E' certamente troppo presto per dare un giudizio storico sul personaggio, poichè è protagonista di cronache non concluse. E' accusato dal "Tribunale Penale Internazionale per i Crimini nella Ex-Yugoslavia" di crimini contro l'umanità, la vita e la salute pubblica, genocidio, gravi violazioni delle convenzioni di Ginevra del 1949, omicidio e violazioni delle norme e delle convenzioni di guerra.

Il giudizio politico su di lui invece è abbastanza chiaro. Una volta diventato Presidente della Repubblica Serba di Bosnia, Karadžic non ha ordinato un omicidio, ma uno sterminio, secondo l'articolo 5 dello Statuto del Tribunale Internazionale, mentre la sua attività psichiatrica basata sull'uso dell'arma psicologica attraverso le TV è classificata come violazione dell'articolo 3 dello Statuto del Tribunale Internazionale: creazione di un clima illegale di terrore tra i civili. Dovrà rispondere anche di questo, dell'aver fatto una pressione psicologica tale sui serbi di Bosnia, da averli indotti ad attaccare credendo di starsi difendendo da un attacco che in realtà non c'era: la psicologia se usata come arma può essere molto pericolosa. Arma politica, nelle mani di un leader, arma da guerra, nelle mani del capo di un esercito.
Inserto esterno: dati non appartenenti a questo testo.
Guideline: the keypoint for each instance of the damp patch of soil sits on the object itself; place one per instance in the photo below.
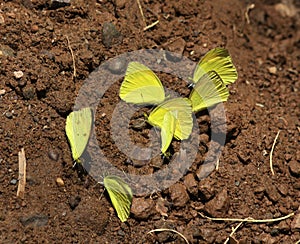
(48, 50)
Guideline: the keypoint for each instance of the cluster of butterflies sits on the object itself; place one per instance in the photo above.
(173, 116)
(78, 128)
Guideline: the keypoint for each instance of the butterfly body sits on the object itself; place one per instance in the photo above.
(78, 128)
(120, 195)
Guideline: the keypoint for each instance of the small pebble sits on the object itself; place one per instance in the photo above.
(110, 35)
(8, 115)
(2, 92)
(53, 155)
(59, 181)
(18, 74)
(272, 70)
(74, 201)
(34, 28)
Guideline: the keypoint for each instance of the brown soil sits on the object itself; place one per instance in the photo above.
(33, 109)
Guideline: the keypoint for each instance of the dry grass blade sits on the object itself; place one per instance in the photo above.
(249, 219)
(22, 174)
(160, 230)
(271, 153)
(233, 231)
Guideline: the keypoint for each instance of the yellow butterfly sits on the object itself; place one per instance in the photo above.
(120, 195)
(218, 60)
(176, 114)
(208, 91)
(78, 128)
(141, 86)
(174, 117)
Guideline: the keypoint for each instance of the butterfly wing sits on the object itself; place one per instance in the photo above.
(141, 86)
(182, 112)
(78, 129)
(120, 195)
(208, 91)
(219, 60)
(167, 131)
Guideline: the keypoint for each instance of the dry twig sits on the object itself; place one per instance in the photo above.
(73, 58)
(160, 230)
(22, 174)
(249, 7)
(233, 231)
(249, 219)
(271, 153)
(141, 11)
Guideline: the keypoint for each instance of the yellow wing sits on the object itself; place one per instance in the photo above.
(141, 86)
(78, 129)
(182, 112)
(167, 131)
(120, 195)
(219, 60)
(208, 91)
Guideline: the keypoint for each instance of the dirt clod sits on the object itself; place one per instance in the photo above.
(179, 195)
(35, 220)
(294, 167)
(219, 205)
(142, 208)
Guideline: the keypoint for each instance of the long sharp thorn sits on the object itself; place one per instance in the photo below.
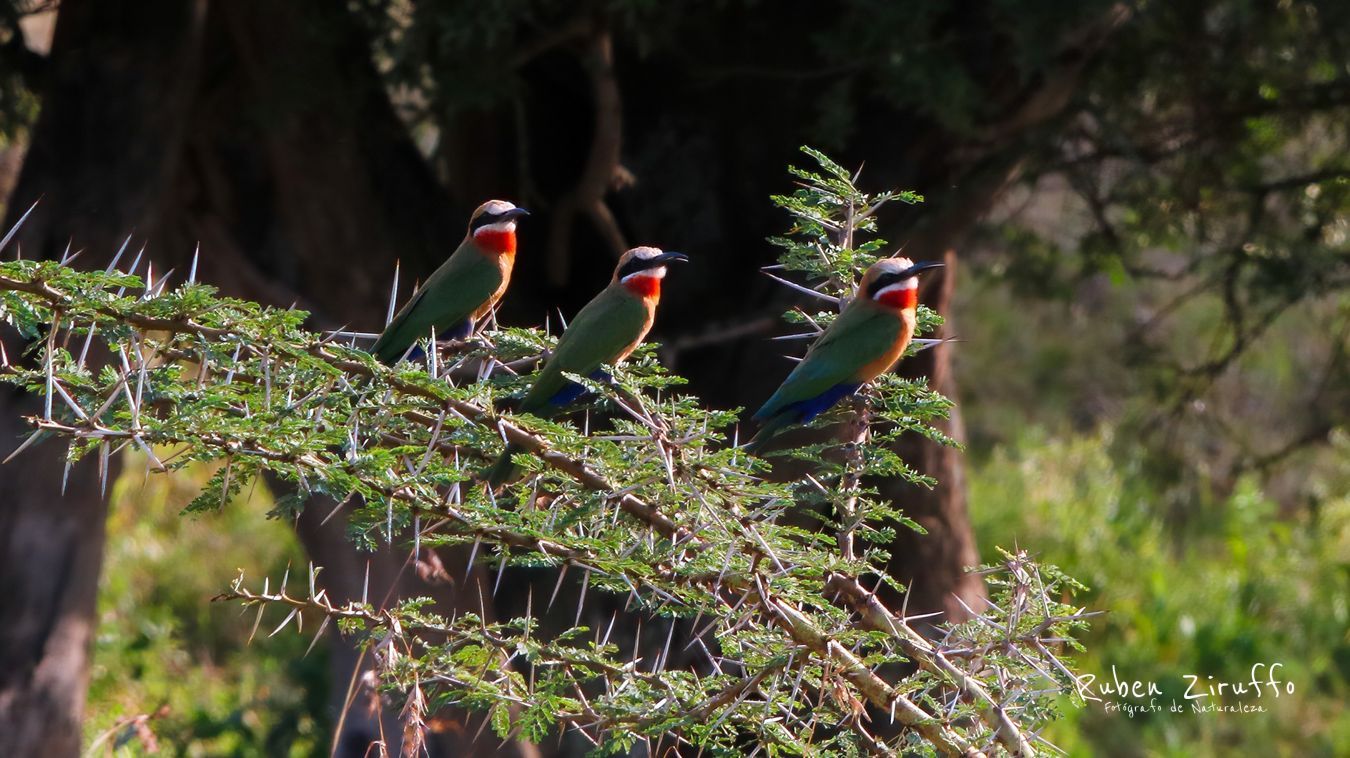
(803, 289)
(666, 651)
(103, 469)
(581, 600)
(84, 351)
(15, 227)
(118, 257)
(558, 585)
(501, 570)
(257, 622)
(473, 554)
(317, 634)
(284, 622)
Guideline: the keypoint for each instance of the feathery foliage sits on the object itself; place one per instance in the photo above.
(640, 496)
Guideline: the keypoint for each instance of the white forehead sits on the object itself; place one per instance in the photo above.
(894, 265)
(494, 207)
(645, 253)
(497, 207)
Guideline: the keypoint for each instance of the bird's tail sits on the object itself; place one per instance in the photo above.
(504, 469)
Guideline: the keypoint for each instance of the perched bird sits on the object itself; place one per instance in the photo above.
(605, 331)
(463, 289)
(864, 342)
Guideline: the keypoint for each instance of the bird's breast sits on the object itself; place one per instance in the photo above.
(504, 262)
(893, 354)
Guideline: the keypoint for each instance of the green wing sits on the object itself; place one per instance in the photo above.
(604, 329)
(859, 337)
(451, 295)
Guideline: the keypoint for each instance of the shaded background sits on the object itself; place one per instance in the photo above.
(1142, 208)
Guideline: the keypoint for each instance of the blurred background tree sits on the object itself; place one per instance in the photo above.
(1145, 204)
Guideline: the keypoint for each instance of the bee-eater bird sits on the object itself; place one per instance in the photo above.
(463, 289)
(605, 331)
(866, 341)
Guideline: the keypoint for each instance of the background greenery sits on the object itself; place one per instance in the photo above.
(1204, 147)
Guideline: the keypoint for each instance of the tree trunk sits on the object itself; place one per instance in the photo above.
(103, 149)
(262, 133)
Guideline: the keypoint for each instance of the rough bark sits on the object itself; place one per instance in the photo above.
(263, 134)
(118, 74)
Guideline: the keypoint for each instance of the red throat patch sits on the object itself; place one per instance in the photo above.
(496, 241)
(644, 287)
(901, 299)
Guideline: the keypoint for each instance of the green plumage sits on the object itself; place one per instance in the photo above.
(861, 335)
(602, 331)
(857, 346)
(451, 295)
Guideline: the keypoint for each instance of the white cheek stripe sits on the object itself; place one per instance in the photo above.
(654, 273)
(509, 224)
(901, 285)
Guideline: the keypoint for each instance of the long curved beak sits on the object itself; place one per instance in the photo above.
(920, 266)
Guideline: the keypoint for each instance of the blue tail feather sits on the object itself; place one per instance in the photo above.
(459, 331)
(571, 391)
(806, 410)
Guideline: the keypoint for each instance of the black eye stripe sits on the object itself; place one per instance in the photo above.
(883, 281)
(635, 265)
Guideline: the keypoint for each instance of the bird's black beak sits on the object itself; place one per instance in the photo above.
(917, 268)
(667, 257)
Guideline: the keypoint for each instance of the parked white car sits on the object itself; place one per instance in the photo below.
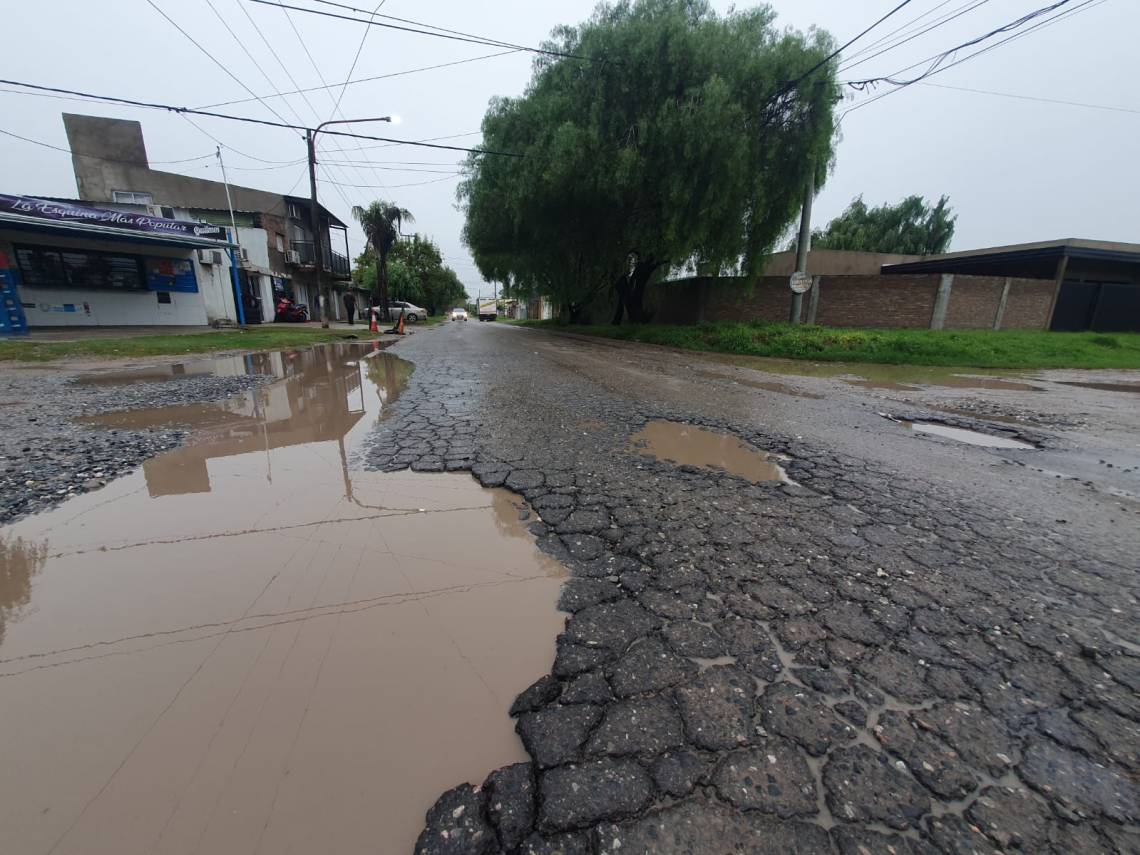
(410, 312)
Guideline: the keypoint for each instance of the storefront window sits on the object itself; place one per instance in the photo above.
(46, 268)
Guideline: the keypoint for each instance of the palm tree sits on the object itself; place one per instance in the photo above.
(381, 222)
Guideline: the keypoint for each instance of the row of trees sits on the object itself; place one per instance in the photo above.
(666, 136)
(410, 269)
(912, 227)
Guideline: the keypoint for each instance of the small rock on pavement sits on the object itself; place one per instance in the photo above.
(862, 786)
(456, 825)
(542, 692)
(511, 803)
(1082, 786)
(676, 773)
(642, 726)
(803, 716)
(554, 735)
(649, 666)
(716, 708)
(578, 796)
(772, 778)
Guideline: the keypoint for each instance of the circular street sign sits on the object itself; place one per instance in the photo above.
(800, 282)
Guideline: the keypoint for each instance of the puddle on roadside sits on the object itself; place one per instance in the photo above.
(972, 438)
(246, 645)
(765, 385)
(900, 377)
(1133, 388)
(691, 446)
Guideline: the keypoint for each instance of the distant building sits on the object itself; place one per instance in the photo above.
(277, 247)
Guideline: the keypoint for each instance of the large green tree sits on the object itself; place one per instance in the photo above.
(669, 136)
(913, 227)
(381, 222)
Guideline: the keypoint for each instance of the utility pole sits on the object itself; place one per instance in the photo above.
(239, 308)
(804, 244)
(318, 242)
(310, 141)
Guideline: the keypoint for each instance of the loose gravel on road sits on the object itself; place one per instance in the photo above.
(857, 661)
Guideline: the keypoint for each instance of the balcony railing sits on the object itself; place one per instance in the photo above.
(306, 254)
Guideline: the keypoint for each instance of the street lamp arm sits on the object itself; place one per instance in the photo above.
(318, 244)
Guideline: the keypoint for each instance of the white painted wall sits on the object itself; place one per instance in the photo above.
(47, 307)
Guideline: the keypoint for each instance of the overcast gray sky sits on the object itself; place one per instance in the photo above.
(1015, 169)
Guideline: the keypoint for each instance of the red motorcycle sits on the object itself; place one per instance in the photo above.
(290, 312)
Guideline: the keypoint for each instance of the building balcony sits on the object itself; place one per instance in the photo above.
(303, 253)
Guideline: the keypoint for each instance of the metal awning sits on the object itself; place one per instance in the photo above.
(105, 233)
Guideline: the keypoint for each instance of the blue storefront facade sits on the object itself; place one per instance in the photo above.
(64, 265)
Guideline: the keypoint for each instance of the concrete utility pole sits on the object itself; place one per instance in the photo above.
(804, 245)
(318, 243)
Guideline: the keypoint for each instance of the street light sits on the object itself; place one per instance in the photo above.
(318, 243)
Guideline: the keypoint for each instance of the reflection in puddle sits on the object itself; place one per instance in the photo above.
(692, 446)
(962, 434)
(246, 646)
(1134, 388)
(901, 377)
(764, 384)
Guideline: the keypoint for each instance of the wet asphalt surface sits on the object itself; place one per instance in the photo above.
(914, 648)
(47, 456)
(917, 646)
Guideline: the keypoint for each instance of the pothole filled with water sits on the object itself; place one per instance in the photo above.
(691, 446)
(246, 645)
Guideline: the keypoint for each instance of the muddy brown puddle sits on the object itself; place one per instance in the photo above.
(247, 646)
(692, 446)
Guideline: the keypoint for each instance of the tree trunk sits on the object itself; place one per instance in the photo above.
(635, 291)
(621, 286)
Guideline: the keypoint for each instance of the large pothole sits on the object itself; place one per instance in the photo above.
(247, 645)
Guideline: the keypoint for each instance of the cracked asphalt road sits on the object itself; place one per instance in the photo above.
(903, 651)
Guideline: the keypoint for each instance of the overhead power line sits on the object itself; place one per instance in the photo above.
(246, 120)
(437, 32)
(937, 59)
(1040, 99)
(937, 67)
(837, 51)
(97, 156)
(367, 80)
(942, 22)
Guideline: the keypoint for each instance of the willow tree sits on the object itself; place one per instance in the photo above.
(664, 136)
(913, 227)
(381, 224)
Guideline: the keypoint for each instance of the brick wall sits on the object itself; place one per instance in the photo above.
(1028, 304)
(888, 302)
(737, 299)
(974, 302)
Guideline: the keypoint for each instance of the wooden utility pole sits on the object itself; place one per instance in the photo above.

C'è naturalmente un rovescio della medaglia: dopo la cattura di Karadžic i Balcani si spaccano di nuovo in due. I cittadini di Sarajevo hanno festeggiato sfilando nelle strade con bandiere bosniache e con un corteo di auto in festa. Sarajevo è in festa e saluta la cattura di Karadzic, ma sembra più che altro uno strano rito per esorcizzare il fallimento della Federazione della Bosnia Erzegovina e fare banchetto, come avvoltoi, sui serbi della Republika Srpska. In Repubblica Srpska, invece centinaia di suoi sostenitori hanno manifestato in sua difesa. D'altronde, i suoi sostenitori affermano che egli non ha maggiori colpe rispetto ad altri leader di Paesi in stato di guerra, e poi quella maledetta latitanza ha fatto di lui un eroe popolare in alcuni ambienti nazionalisti serbi. Ambienti nazionalisti che aveva creato lui stesso, con il suo uso spregiudicato della psicologia dei gruppi.

Dopo la cattura, l'ex ricercato numero uno assieme a Ratko Mladic, "è stato trasferito davanti al giudice istruttore della corte per i crimini di guerra a Belgrado, in accordo con la legge sulla cooperazione col Tribunale penale internazionale per l'ex Yugoslavia", precisa ancora il comunicato del Presidente serbo. Se Karadžic verrà estradato all'Aja, sarà l'accusato serbo numero 44 che finisce nelle mani della corte internazionale. Tra questi anche l'ex presidente serbo Slobodan Milosevic, che è morto nel 2006 durante il processo per crimini di guerra.

Una volta arrestato, è stato immediatamente interrogato da parte del giudice istruttore. Secondo quanto riferisce l'agenzia Beta News, che cita il giudice Milan Dilparic, "L'interrogatorio è terminato, Dilparic, tuttavia, ha rifiutato di rivelare ulteriori dettagli circa l'interrogatorio, definendolo come confidenziale". Secondo quanto riferito dall'avvocato di Karadžic, Svetozar Vujakic, l'ex leader politico dei serbo-bosniaci "è stato arrestato venerdì su un autobus" a Belgrado e da allora è rimasto "detenuto in una cella". L'avvocato ha poi spiegato che Karadžic, ha descritto la situazione come una "farsa" e che avrebbe anche usufruito del suo "diritto di rimanere in silenzio durante l'interrogatorio".